Q: As you know from earlier communications, I’m enjoying your new book immensely. I’m wondering if you can help me a little with a question that keeps bouncing around in my head. In fact it kept me up most of the night last night. [My wife] tells me to stop reading certain material before I sleep…. The question has to do with our progressive understanding of God. I think you did a nice job with the math analogy when relating our understanding of God to the Order of Operations in math or learning math. I’m with you on that. What I struggle with is the idea that our added insight and mature understanding of God has done little to help us experience less violence in the world. If you look at the 20th century you’ll find more atrocities done, both in the name of God and in the name of the State than all centuries combined. Is this, in your opinion, the rebellious teenager going through her normal maturation, or is it perhaps a last ditch effort to exercise a form of fundamentalism control in some subconscious way? Or maybe it’s both and more. It troubles me that we seem to be progressing while failing miserably in the world of violence.

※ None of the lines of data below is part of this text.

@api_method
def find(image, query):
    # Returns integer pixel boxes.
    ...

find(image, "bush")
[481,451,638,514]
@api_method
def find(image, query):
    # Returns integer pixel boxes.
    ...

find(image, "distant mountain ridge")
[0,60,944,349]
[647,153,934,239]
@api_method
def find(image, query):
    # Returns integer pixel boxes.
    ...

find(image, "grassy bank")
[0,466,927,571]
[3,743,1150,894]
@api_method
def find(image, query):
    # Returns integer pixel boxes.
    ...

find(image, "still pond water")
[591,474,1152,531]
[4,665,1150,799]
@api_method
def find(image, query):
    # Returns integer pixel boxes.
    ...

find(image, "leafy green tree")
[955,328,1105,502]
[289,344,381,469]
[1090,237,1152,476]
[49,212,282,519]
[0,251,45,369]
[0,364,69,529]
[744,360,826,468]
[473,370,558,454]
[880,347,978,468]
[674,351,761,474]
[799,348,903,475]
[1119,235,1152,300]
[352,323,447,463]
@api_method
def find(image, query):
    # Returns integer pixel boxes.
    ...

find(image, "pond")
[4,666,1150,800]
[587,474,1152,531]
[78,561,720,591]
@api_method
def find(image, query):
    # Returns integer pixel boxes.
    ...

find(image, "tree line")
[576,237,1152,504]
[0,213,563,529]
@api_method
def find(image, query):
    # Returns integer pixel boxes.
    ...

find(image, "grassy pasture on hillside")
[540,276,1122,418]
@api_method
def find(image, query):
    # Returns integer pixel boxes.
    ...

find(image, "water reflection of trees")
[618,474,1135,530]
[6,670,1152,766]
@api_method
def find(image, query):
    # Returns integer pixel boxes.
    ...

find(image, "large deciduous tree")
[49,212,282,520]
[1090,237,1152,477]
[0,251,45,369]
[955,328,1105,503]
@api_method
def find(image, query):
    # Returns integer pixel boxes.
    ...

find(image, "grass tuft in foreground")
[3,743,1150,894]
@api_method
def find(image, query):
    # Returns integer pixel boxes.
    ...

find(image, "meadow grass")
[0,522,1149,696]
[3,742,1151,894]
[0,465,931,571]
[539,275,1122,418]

I understand you’re in London or on your way. When you get a moment I’d really appreciate any insight you can offer.

Reply after the jump …


R: Great questions … It’s been disturbing to me (just as I’m sure my book is to them) to read how some people are responding to the book in online reviews, saying, in effect, “Yeah, God is violent. The Bible says so. What’s the big deal? Men, women, children killed for the wrong-doing of others, or simply because they weren’t born into the right ethnic group, eternal conscious torment … what’s the big deal? God is God, so God can kill or torture anybody God wants to.”

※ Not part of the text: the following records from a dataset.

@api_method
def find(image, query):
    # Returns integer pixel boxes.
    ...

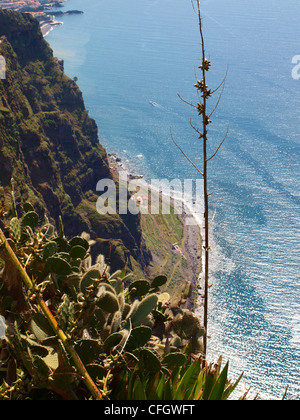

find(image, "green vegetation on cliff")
[0,9,150,272]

Sheesh. It makes my skin crawl to think what people, fueled by that understanding of God, might do in God’s name. Have done. God save us from that version of God!
So I’m grateful that you’re grappling with this. Even if my proposals are totally wrong, something’s wrong with us if we can glibly say God is violent. Would we equally glibly substitute “cruel” for violent?
I think that both of your proposals make sense.
Plus I’d add this – that we haven’t really taken seriously enough what it means to call Jesus the Word of God. We’ve made the revelation of God in Jesus less formative than Deuteronomy 7, a bad reading of Rev 19, etc. (I’m thinking of my little diagrams in Chapter 11.)
If we turn the corner on that understanding of the relation between Jesus and the Bible this time around, all our struggles will be worth it.
So (paraphrasing Chesterton) it’s not that this understanding has tried and failed for 2000 years, it’s that – apart from a few groups (early Christians, Celts, Desert Fathers and Mothers, Franciscans, Mennonites, Quakers, New Monastics) it hasn’t been tried that much!
I’m glad you’re enjoying the book. Hope that helps a bit, and that you’ll get a better night’s sleep tonight!